I have difficulties in evaluating the multi-index notation in the following context:
Let $x \in R^n$ and let $i$ be a multi-index, $i=(i_1, \dots, i_n)$. Now I want to know the bound of the sum (knowing that each $x_i \leq a$, $\frac{1}{x_i} \leq b$) $ \sum_{|i|=3} \frac{1}{i!} \frac{x^i}{x_l} \quad (\ast) $
What I thought so far:
There are three types of summands, (i) there is one $i_j=3$ (and the rest $i_k$, $k \neq j$ is 0) in $i$, then $i!$=6; (ii) there is one index $i_{j_1}=2$ and one $i_{j_2}$=1 (the others 0), then $i!=2$; and (iii) there are three components of $i$ 1, the rest 0, the faculty would be 1. (the types would be $(0, \dots, 3, \dots, 0)$, $(0, \dots, 0 , 2, 0, \dots, 0, 1, 0, \dots, 0)$ and $(0, \dots, 0 , 1, 0, \dots, 0, 1, 0, \dots, 0, 1, 0, \dots, 0)$).

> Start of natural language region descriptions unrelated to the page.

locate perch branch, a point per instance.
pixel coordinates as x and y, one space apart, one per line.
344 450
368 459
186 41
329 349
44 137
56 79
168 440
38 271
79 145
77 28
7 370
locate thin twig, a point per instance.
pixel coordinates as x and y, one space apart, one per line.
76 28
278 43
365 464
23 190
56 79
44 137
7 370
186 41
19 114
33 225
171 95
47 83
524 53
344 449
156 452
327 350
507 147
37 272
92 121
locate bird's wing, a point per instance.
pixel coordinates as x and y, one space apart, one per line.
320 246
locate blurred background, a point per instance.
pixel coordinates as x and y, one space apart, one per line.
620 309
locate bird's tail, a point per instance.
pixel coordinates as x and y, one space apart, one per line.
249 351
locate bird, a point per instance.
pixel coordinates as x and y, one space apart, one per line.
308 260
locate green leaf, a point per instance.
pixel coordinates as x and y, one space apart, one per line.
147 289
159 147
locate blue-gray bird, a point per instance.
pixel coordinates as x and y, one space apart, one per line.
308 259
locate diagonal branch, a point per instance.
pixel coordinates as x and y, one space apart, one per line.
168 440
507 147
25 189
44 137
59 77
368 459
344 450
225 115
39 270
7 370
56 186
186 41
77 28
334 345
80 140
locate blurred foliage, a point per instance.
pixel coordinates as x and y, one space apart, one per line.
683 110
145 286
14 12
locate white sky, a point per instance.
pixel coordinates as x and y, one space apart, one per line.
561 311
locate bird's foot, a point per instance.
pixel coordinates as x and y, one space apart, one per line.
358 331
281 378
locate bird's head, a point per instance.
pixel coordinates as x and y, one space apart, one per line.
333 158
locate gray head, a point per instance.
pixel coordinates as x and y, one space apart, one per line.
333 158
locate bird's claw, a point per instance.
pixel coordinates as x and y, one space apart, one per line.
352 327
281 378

Now if I look at the first case, I would have $(n-1)$ times the expression $\frac{x_j^3}{x_l}$, $l \neq j$ and once $x_l^2$, so $ (\ast) = \frac{1}{6} ( \underbrace{\sum_{j \neq l} \frac{x_j^3}{x_l}}_{ \leq (n-1) a^3 b} \quad + \underbrace{x_l^2}_{\leq a^2}) + \frac{1}{2} (\text{???}) + \frac{1}{1} (\text{????}) $
Q: How can I obtain the whole bound for $(\ast)$ ?
Is this right so far? How can I continue for the second case (ii)? Is there a way to let it do mechanically be mathematica? (Does someone know how to put multi-index notation in Mathematica)
Note: I write $x_i \leq a$, $\frac{1}{x_i} \leq b$ because in the application I look at $E(\frac{x^i}{x_l})$ and have bounds for the expectation values.